Le GRAND CONSEIL de la République et canton de Genèvedécrète ce qui suit :

Art. 1 Crédit d'investissement

Art. 2 Subvention fédérale

Art. 3 Budget d'investissement

Art. 4 Financement et couverture des charges financières

Art. 5 Amortissement

Art. 6 Loi sur la gestion administrative et financière de l'Etat de Genève

Art. 7 Utilité publique

Art. 8

Premier débat

M. Claude Blanc (PDC), rapporteur. A la page 2 de mon rapport, vous pouvez lire que M. Cramer s'est engagé à collaborer avec les agriculteurs et les milieux représentant la protection de la nature pour que ce projet se réalise d'une manière optimale avec l'accord de tous. Or, dans l'intervalle, M. Cramer a signé avec la Chambre genevoise d'agriculture, la Coordination rivières, Pro Natura, Seymaz Rivière et le WWF, une charte qui précise les modalités de cette collaboration et dont il m'a fait parvenir une copie. Je m'en réjouis et je pense que c'est un bon exemple de collaboration intelligente.

M. Hubert Dethurens (PDC). Il y a quelque temps encore, je pensais que ce projet était tout simplement un délire vert et cela en était un ! En effet, dépenser 50 millions de francs et retirer près de 50 hectares à l'agriculture pour implanter des roseaux et permettre la multiplication des moustiques ou autres insectes aquatiques relevait tout simplement d'une douce utopie, d'où l'accueil très réservé du monde agricole.

Ensuite, il y a eu des discussions, négociations, échanges entre les agriculteurs et M. Cramer. Les premiers ont compris qu'à ce stade il n'était pas possible, pour l'instant, de connaître les tenants et les aboutissants de ce projet au mètre carré près et que seul un sain rapport de confiance permettrait de faire la planification par la suite, une fois les budgets approuvés. Le deuxième, M. Cramer, a réussi à transformer le projet de départ, uniquement paysager, en un projet équilibré prenant également en compte la résolution des problèmes hydrologiques et fonciers de la région.

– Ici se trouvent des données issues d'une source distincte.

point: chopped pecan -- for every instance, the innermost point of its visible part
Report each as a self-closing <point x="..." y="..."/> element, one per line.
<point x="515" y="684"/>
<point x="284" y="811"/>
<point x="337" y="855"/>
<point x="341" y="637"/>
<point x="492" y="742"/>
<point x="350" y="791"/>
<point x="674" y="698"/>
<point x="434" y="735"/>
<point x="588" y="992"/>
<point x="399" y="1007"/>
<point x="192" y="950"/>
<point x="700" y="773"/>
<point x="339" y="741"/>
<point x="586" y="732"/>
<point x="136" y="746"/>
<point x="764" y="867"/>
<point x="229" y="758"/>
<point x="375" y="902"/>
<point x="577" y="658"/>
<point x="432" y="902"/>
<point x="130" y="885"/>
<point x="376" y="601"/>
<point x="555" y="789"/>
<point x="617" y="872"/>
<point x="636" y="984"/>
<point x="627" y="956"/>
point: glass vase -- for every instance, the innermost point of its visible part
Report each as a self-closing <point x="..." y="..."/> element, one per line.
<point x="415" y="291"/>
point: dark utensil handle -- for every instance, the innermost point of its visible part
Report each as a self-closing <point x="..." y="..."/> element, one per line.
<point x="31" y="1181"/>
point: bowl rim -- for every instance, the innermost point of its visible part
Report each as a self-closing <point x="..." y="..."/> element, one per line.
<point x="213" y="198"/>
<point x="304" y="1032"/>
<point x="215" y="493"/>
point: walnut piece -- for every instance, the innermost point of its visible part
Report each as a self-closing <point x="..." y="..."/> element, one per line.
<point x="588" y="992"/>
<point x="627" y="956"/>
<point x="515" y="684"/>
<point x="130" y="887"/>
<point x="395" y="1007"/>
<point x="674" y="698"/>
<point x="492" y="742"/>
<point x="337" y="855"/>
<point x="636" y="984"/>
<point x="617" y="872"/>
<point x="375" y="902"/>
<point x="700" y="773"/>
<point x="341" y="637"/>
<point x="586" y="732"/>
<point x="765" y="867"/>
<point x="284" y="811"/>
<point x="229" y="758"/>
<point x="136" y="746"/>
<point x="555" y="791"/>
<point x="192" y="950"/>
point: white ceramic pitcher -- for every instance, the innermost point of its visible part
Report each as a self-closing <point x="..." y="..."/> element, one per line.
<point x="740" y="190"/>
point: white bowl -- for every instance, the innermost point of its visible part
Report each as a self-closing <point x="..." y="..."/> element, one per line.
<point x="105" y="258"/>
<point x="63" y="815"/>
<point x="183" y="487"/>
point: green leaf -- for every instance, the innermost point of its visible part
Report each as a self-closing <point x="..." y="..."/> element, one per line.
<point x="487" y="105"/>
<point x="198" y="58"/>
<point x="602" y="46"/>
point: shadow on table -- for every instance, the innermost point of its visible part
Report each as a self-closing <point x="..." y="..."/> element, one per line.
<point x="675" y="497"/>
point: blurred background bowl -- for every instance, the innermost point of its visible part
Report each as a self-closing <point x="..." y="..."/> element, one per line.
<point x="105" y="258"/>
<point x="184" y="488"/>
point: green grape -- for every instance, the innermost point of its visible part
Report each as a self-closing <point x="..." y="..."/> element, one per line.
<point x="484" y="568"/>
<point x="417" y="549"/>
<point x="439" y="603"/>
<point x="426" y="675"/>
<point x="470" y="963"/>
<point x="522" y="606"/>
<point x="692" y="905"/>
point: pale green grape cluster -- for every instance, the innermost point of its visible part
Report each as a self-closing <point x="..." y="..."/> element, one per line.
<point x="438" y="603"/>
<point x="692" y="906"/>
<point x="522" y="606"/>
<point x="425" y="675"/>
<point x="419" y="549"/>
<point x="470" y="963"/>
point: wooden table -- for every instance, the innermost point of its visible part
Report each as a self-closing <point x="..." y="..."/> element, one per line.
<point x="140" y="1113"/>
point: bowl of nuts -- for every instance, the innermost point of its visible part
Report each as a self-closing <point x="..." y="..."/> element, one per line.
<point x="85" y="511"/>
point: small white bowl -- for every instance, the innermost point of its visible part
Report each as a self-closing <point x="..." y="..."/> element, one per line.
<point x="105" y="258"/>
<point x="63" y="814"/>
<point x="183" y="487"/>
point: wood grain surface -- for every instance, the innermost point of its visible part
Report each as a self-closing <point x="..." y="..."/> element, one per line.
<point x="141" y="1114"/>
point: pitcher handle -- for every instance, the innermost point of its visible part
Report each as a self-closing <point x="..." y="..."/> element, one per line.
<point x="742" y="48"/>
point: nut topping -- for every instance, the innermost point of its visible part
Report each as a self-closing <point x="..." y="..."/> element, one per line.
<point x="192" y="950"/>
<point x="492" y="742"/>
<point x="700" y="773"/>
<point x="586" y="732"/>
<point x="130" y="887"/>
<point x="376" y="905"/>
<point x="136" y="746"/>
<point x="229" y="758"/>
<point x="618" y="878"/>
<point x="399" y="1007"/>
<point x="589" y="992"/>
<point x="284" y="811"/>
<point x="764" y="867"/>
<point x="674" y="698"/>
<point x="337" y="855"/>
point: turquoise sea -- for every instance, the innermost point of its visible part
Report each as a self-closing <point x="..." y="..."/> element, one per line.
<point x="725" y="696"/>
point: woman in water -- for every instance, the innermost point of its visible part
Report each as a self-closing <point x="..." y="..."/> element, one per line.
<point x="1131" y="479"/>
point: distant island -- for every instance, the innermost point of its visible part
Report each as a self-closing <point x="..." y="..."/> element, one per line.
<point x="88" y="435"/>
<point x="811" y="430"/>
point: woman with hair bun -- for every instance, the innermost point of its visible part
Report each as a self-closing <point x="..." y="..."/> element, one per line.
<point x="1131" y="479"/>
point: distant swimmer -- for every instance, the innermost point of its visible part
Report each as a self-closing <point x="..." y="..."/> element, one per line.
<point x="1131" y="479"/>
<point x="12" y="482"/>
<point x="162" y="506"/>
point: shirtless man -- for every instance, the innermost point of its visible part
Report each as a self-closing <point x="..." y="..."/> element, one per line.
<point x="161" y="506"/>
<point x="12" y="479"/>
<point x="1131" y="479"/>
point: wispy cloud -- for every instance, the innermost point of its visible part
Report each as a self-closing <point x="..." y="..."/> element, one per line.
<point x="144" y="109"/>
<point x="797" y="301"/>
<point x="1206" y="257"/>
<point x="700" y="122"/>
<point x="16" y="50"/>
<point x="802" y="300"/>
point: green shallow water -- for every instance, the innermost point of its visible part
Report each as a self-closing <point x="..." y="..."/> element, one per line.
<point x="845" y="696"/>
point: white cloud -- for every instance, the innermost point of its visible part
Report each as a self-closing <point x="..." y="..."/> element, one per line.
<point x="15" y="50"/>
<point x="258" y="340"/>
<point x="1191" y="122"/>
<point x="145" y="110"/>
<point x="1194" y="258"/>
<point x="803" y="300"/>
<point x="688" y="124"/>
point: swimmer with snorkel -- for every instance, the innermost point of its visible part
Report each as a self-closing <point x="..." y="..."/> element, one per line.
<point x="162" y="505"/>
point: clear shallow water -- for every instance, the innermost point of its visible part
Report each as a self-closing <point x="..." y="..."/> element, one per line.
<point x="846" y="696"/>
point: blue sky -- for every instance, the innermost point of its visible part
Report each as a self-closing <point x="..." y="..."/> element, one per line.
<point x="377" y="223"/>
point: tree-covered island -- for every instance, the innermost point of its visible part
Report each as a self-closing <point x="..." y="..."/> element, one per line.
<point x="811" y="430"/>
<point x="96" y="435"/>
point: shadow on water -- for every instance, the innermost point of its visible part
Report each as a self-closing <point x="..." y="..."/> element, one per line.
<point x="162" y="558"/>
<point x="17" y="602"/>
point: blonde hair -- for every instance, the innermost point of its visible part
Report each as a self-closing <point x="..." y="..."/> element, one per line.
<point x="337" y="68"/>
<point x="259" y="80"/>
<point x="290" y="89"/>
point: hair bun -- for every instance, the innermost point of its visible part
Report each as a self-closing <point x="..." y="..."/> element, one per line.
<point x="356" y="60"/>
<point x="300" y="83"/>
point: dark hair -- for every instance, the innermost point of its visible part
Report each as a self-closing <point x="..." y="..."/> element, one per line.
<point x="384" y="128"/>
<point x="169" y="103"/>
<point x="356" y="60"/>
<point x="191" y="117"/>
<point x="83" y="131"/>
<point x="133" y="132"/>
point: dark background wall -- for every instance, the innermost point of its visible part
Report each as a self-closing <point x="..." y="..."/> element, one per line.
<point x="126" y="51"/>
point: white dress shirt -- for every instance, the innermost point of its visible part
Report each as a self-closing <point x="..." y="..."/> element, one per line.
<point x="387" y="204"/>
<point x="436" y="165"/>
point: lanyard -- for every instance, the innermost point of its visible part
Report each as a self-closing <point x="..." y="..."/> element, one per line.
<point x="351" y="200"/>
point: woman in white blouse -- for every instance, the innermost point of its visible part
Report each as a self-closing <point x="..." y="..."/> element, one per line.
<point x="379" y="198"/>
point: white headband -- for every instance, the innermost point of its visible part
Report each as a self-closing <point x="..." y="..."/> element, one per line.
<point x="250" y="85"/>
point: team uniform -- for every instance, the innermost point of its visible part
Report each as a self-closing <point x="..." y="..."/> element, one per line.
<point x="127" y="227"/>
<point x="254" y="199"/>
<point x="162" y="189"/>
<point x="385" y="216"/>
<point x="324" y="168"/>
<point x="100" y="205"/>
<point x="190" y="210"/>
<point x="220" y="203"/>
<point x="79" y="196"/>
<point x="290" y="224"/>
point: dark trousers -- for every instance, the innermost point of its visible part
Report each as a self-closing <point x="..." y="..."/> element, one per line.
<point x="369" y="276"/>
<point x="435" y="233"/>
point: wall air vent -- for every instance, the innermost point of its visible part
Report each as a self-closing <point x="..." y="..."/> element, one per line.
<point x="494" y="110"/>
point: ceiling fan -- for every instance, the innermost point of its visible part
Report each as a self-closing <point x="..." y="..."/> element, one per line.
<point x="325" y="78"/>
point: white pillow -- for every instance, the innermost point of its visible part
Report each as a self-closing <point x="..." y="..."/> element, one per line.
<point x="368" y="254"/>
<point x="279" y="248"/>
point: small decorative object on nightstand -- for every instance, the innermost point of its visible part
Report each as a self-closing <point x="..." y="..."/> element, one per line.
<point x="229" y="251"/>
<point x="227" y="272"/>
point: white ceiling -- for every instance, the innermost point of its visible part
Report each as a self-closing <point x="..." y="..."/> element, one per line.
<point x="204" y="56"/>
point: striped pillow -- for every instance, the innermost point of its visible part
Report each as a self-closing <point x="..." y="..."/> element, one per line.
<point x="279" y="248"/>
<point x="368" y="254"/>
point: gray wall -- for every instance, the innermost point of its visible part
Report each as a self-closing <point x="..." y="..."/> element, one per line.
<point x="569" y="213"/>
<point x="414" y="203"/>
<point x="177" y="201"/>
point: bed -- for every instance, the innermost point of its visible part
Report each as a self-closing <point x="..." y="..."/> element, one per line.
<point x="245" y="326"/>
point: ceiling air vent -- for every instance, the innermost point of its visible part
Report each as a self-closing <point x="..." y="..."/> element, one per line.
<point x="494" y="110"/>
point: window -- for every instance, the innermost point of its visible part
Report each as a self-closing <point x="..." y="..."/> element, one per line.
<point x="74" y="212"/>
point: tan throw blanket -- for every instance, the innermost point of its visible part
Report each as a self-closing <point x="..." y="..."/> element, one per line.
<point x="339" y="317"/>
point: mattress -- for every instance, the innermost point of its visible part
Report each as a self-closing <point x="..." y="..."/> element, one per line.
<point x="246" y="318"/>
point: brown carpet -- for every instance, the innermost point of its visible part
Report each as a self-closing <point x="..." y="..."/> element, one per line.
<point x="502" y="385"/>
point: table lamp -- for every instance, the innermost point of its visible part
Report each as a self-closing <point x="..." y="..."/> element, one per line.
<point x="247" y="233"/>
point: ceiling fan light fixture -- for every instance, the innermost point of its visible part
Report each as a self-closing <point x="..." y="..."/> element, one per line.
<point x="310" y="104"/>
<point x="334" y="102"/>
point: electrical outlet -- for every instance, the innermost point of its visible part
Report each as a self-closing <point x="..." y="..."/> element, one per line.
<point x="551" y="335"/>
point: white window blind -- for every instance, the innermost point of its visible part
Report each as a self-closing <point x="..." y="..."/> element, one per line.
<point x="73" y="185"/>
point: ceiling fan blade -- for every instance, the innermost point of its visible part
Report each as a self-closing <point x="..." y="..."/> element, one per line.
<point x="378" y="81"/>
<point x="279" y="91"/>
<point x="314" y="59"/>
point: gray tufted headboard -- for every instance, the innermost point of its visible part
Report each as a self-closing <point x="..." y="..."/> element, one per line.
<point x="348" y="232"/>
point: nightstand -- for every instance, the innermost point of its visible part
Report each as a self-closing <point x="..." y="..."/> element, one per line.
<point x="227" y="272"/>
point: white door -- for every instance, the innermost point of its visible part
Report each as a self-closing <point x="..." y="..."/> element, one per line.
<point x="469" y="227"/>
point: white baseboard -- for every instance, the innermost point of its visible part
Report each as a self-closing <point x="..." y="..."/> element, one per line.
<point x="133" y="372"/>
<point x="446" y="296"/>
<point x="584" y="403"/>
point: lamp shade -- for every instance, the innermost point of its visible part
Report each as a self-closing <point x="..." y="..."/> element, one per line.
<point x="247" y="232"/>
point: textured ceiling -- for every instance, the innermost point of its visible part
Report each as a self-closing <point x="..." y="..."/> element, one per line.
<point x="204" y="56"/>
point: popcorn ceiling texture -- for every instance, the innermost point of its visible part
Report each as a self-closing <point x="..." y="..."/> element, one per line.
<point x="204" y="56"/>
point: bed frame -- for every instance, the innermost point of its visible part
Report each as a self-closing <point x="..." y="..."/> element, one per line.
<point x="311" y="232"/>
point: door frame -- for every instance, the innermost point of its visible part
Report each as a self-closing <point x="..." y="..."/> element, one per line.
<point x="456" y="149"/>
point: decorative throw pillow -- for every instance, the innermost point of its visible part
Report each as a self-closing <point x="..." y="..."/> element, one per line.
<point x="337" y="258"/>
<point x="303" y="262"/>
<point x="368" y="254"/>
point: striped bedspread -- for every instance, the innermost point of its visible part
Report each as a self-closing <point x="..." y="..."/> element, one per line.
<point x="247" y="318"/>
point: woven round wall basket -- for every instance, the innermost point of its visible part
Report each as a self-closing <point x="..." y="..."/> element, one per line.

Une saine collaboration a pu s'installer et la prochaine étape sera la réalisation commune d'une étude d'impact. Ce sera en fonction de ses conclusions que les agriculteurs se prononceront définitivement sur les différentes réalisations prévues. Faire accepter à des entrepreneurs la perte de 50 hectares de leur outil de travail n'était pas une mince affaire. M. Cramer a réussi à en faire un projet d'intérêt général et les agriculteurs sont aujourd'hui prêts à jouer le jeu moyennant la résolution des problèmes hydrologiques et fonciers qui les touchent.

Pour toutes ces raisons, mais aussi parce que la réalisation de ce projet, à condition que chacun respecte ses engagements, représenterait un véritable tour de force dans notre système démocratique, le parti démocrate-chrétien votera ce projet de loi. Je souligne cependant que ce oui du monde agricole est intimement lié à l'étude d'impact globale qui doit impérativement précéder le début des travaux, à l'exception de ceux du marais de Rouelbeau si, après les premières études, cela ne s'avérait pas nécessaire.

Reste la dimension plus philosophique où chacun de nous est libre de s'interroger sur la priorité de ce projet compte tenu de la situation financière de notre République.

M. Alberto Velasco (S). Nous ne pouvons qu'approuver un projet qui s'inscrit dans le cadre de la renaturation des rivières, et surtout quand des études récentes ont démontré qu'elle participait de manière biologique et écologique à la dépollution des rivières.

Lors de notre visite sur ce site, il est en effet apparu qu'en été, le débit d'eau étant moindre, l'eau devenait polluée par stagnation. Par ailleurs, ce type de travaux qui permet d'engager des petites et moyennes entreprises est un soutien à notre économie et à l'emploi puisque, comme chacun le sait, ces PME sont aujourd'hui les plus dynamiques à l'heure de créer des emplois.

Compte tenu de ces remarques, le groupe socialiste votera donc ce rapport.

M. Thomas Büchi (R). Ce projet est novateur. Il a déjà été initié lors de la dernière législature par M. Claude Haegi et a été repris avec beaucoup de talent et de brio par M. Cramer qui l'a finalisé. C'est une nouvelle approche utile et sensible pour redonner vie à nos cours d'eau. C'est aussi réparer, tant que faire se peut, toutes les erreurs accumulées depuis les années 20, où on a voulu canaliser à tout prix à grand renfort de mètres cubes de béton tous nos cours d'eau. On les a empêché de se régénérer... (Protestations.) ...On se calme ! On se calme les maçons ! Or, ce faisant, nous avons accru la pollution et transformé toutes nos rivières en véritable cloaque.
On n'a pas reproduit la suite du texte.